# Thread: Permutation Question - Solver for "n"

1. ## Permutation Question - Solver for "n"

Solve for n where....

b) P (n,5) = 42 x P(,3) -- out of 5 marks

I know that you have to split up the equation into two sides (left side = right side)

This is as far as I've come with the question..

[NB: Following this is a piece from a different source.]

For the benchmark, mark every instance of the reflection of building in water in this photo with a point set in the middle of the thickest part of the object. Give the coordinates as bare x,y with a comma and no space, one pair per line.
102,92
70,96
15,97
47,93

LS = n! divided by (n-5) RS = 42 x n! divided by 2!

2. $\frac{{n!}}
{{\left( {n - 5} \right)!}} = 42\frac{{n!}}
{{\left( {n - 3} \right)!}} \Rightarrow \quad \frac{{\left( {n - 3} \right)!}}
{{\left( {n - 5} \right)!}} = 42$

Can you solve it now?

3. From the book I am learning from, it shows separating into two equations: left side of the equal sign and right side of the equal sign. Are you combining them together?

I know how to break down (n-3)! into n(n-1)(n-2).. but I'm not sure how to break down (n-5)!

4. We're just working with a normal, algebraic equation:
.... \begin{aligned} P(n,5) & = 42 \cdot P(n,3) \\ \frac{n!}{(n-5)!} & = 42 \cdot \frac{n!}{(n-3)!} \\ \frac{(n-3)!}{(n-5)!} & = 42\end{aligned}

I know how to break down (n-3)! into n(n-1)(n-2).. but I'm not sure how to break down (n-5)!
No ... $(n-3)! = (n-3)(n-4)(n-5)(n-6) \cdots (2)(1)$.

Remember, you're multiplying all the numbers from (n-3) all the way down to 1.

For example, if $n = 15$, we would have: $\underbrace{(n-3)!}_{12!} = \underbrace{(n-3)}_{12}\underbrace{(n-4)}_{11}\underbrace{(n-5)}_{10}\underbrace{(n-6)}_{9} \cdots (2)(1)$

For your question, expand $(n-5)!$ in the denominator as you would with $(n-3)!$ in the numerator and see what cancels

5. Thank you..
So am I correct in saying the break down for (n-3)! is n(n-2) (n-1)

6. No ... Take for example n = 6. $(6-3)! = 3! = 6$ but $(6)(6-2)(6-1) = 120$

Read the above post again carefully.